# If You Have Knowledge/Experience With Firewire/Windows 7...Please Help!



## FenderBender (May 17, 2010)

Okay, I have the M-Audio Profire 610, this is the 2nd firewire interface I have tried with my PC, and have had nothing but a headache with both...

I have a Dell XPS9000, i7 Core920 processor, 8G RAM, 1T Memory, & Windows 7 64 bit, plenty of sufficient power to run this dinky little interface w/ Cubase 5...

I have exhausted all resources from nearly every major brand's website on this issue, as well as Microsoft's forums, including disabling firewalls, virus protection, internet, PC's soundcard etc......have tried every driver available, including the legacy, and tried 2 different PCI express chipsets, including the SIIG card with the "T.I." chipset, which is the exact card that M-Audio reccomends for this interface, yet my playback in Cubase still drops out and eventually crashes everytime.

However, when I installed the SIIG, I noticed an immediate, and dramatic difference....until I opened Cubase.
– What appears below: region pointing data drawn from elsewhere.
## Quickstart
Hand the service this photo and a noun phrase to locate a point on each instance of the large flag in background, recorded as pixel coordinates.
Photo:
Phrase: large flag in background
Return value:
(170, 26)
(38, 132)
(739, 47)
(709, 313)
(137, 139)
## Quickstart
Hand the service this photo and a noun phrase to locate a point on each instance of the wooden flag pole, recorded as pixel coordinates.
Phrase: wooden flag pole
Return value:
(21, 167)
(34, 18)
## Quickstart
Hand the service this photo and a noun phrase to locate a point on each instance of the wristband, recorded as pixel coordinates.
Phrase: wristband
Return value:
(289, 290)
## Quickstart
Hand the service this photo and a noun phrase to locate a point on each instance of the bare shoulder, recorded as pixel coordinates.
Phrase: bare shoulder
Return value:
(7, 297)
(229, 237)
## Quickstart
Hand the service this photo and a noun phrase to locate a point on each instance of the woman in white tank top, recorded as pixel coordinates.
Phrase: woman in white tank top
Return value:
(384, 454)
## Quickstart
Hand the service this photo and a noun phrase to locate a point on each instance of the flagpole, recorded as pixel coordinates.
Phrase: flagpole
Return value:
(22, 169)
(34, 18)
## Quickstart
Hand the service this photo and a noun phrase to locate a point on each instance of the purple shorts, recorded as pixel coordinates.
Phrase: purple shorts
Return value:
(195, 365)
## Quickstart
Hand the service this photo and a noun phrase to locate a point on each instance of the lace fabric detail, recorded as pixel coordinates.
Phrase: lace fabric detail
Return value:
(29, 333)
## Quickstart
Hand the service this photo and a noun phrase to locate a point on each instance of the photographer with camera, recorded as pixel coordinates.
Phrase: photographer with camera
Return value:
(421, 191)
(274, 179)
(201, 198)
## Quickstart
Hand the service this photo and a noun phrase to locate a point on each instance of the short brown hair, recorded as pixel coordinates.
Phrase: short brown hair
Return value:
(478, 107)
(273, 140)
From there, everything went downhill, to where I can't get it to play anything with out restarting my PC, only to have Cubase run like a turtle until it crashes again.

When I restart my computer and open Windows Media (before opening Cubase) it plays just fine, all the way through, which it wouldn't do before I installed the SIIG, so I know the card did "some" good, so I'm thinking it must be some kind of setting. I have done every combination of audio configurations (buffer size/sample rate) in Cubase and nothing works...
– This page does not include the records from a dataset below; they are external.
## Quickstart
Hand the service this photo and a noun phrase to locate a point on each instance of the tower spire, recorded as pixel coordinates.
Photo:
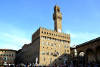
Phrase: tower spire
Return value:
(57, 17)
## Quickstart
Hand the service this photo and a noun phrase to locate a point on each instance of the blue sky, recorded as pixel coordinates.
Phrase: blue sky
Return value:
(19, 19)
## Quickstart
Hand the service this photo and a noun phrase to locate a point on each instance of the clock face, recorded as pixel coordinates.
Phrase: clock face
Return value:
(59, 30)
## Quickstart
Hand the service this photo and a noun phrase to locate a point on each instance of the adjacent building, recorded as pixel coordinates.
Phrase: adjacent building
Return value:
(7, 56)
(89, 51)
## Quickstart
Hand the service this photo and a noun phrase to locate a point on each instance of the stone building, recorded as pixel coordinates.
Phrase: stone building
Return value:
(90, 51)
(7, 56)
(47, 45)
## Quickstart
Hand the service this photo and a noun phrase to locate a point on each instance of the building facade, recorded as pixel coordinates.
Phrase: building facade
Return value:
(7, 56)
(89, 50)
(47, 45)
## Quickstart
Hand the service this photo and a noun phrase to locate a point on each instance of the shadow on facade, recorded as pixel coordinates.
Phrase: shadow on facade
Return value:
(61, 60)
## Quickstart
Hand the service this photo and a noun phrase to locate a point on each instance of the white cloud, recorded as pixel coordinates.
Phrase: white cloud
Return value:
(81, 37)
(13, 41)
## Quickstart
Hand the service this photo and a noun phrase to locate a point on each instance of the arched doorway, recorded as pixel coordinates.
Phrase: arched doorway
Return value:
(90, 56)
(98, 54)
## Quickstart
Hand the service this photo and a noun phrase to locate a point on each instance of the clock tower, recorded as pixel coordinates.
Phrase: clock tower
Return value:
(57, 17)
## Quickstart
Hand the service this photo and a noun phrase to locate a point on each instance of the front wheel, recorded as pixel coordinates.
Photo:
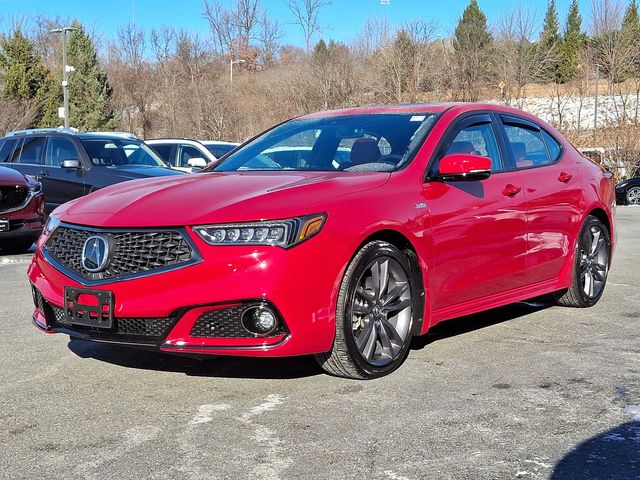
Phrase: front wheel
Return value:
(633, 196)
(376, 311)
(591, 266)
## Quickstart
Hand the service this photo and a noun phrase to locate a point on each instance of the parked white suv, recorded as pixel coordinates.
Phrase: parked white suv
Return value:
(190, 155)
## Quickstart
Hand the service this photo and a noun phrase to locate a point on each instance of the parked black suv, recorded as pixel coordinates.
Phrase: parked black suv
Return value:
(71, 164)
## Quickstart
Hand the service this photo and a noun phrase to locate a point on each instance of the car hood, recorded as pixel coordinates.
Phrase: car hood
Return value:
(9, 176)
(205, 198)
So I lastnight I uninstalled everything, Cusbase and the interface, and am contiplating on packing it up and making a 3rd trip back to Guitar Center and dropping this "firewire" idea all together...I would much rather deal with latency with a USB than go through this , unless someone has a solution to my delema... I appreciate it!!!


----------



## DragonMusic (Apr 6, 2009)

Have you launched Cubase without any plugins. Try moving all plugins to another folder and launch Cubase again.
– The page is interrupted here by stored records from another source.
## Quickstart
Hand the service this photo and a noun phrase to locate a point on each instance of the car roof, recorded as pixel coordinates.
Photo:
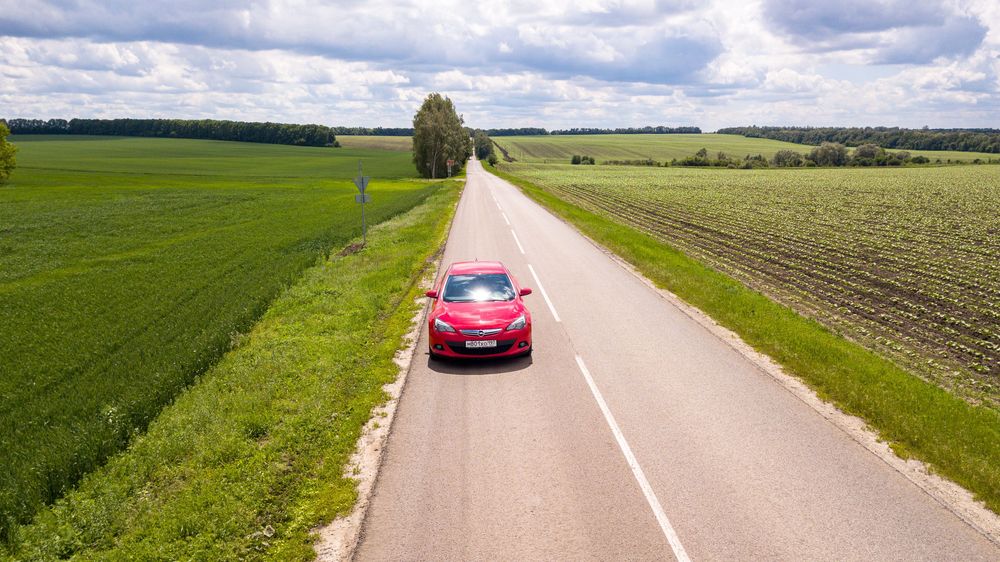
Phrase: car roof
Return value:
(466, 267)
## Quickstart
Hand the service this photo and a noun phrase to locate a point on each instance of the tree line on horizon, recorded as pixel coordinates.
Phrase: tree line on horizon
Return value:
(538, 131)
(963, 140)
(210, 129)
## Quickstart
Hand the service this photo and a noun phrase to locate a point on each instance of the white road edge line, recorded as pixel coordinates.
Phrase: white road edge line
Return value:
(647, 490)
(519, 246)
(545, 295)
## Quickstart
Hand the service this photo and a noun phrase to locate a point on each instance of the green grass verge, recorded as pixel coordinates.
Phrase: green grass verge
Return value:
(250, 458)
(919, 419)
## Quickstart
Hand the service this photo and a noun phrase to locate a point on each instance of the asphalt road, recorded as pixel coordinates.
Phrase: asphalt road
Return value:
(633, 432)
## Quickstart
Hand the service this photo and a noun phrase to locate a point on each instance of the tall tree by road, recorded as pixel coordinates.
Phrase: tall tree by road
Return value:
(438, 136)
(483, 145)
(7, 150)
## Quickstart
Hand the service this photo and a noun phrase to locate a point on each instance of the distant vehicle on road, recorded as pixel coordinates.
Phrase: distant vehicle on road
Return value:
(479, 312)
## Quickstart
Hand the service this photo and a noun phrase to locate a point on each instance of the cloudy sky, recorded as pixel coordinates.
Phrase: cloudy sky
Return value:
(710, 63)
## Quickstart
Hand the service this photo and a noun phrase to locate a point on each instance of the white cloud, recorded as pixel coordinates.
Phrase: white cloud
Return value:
(554, 64)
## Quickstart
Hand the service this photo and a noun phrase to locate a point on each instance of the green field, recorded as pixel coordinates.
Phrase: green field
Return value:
(906, 261)
(398, 144)
(751, 237)
(129, 266)
(246, 462)
(663, 148)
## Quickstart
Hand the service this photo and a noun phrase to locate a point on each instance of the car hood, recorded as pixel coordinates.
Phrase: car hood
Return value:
(480, 314)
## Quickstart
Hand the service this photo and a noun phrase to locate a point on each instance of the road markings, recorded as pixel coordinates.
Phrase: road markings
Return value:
(519, 246)
(647, 490)
(541, 289)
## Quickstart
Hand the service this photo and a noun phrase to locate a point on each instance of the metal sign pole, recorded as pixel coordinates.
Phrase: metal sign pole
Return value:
(364, 227)
(362, 183)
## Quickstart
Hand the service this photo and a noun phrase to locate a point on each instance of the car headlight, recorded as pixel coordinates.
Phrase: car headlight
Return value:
(442, 326)
(517, 324)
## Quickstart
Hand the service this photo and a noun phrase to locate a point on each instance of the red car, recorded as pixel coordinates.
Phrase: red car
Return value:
(479, 312)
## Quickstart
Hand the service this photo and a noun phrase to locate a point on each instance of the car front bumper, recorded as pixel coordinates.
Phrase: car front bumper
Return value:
(510, 343)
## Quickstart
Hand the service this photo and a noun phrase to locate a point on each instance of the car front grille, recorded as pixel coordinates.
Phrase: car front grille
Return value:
(481, 333)
(502, 346)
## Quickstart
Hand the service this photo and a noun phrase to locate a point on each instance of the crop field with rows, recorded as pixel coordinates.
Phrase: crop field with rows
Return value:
(663, 148)
(904, 261)
(128, 266)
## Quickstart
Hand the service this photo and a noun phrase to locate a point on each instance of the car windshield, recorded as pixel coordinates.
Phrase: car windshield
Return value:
(479, 287)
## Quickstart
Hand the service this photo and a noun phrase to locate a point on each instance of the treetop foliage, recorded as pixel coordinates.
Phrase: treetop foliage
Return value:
(535, 131)
(211, 129)
(439, 135)
(7, 151)
(967, 140)
(373, 131)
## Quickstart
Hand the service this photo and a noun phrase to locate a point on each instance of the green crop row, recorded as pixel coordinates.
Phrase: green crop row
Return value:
(959, 440)
(247, 461)
(905, 261)
(121, 282)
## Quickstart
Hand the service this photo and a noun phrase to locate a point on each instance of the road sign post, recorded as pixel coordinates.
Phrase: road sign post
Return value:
(362, 184)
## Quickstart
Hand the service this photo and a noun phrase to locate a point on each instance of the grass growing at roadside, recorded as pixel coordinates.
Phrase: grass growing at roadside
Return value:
(959, 440)
(126, 268)
(245, 462)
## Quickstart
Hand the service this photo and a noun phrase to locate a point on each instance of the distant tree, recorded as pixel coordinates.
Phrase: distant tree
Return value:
(483, 145)
(438, 136)
(788, 159)
(7, 150)
(829, 154)
(868, 152)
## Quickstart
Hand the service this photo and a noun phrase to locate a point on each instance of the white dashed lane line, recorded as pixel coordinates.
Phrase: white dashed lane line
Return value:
(519, 246)
(545, 295)
(640, 476)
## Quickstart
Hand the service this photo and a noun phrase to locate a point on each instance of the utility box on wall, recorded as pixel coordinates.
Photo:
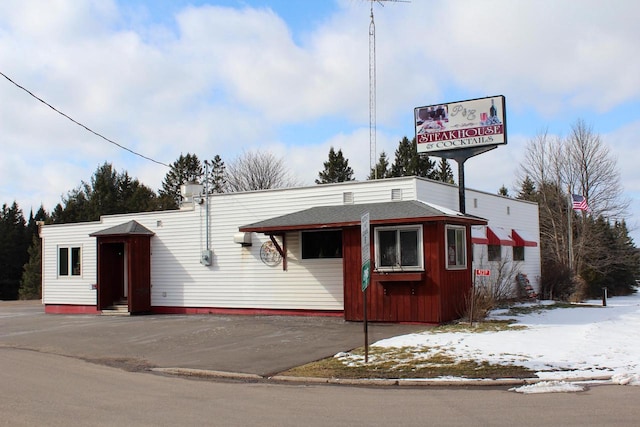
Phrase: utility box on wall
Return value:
(243, 239)
(206, 257)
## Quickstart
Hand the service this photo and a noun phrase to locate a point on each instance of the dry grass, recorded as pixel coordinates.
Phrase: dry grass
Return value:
(410, 362)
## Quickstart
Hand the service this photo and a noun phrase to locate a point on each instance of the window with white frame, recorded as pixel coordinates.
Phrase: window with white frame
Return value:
(399, 248)
(456, 244)
(518, 253)
(69, 261)
(494, 252)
And have you tried it with another DAW.


----------



## FenderBender (May 17, 2010)

Ha no I haven't, but after reading your question about using another DAW, I realized I haven't tried updating the drivers for Cubase yet, and they have an update for Windows 7, so hopefully that is it, I will give it a shot along with moving the plug ins and see what happens... Thanks for the help!
_Posted via Mobile Device_


----------



## immortalgropher (Feb 16, 2010)

If that doesn't work. get a new firewire card.


----------



## FenderBender (May 17, 2010)

Well I've updated all the software/hardware, disabled all firewalls, virus & all other running programs, went to the BIOS menu, and disabled any hardware that isn't needed for what I'm doing.
Now I have it to where it will play all media (WMP) and all systems sounds with no problems, and it will let me playback/record in Cubase, but only briefly before the playback drops out and Cubase becomes slow and eventually unresponsive, yet when I close Cubase, I can go right back to WMP and play media no problem... 
I tried using it with the demo of Ableton 7, but it does the same thing...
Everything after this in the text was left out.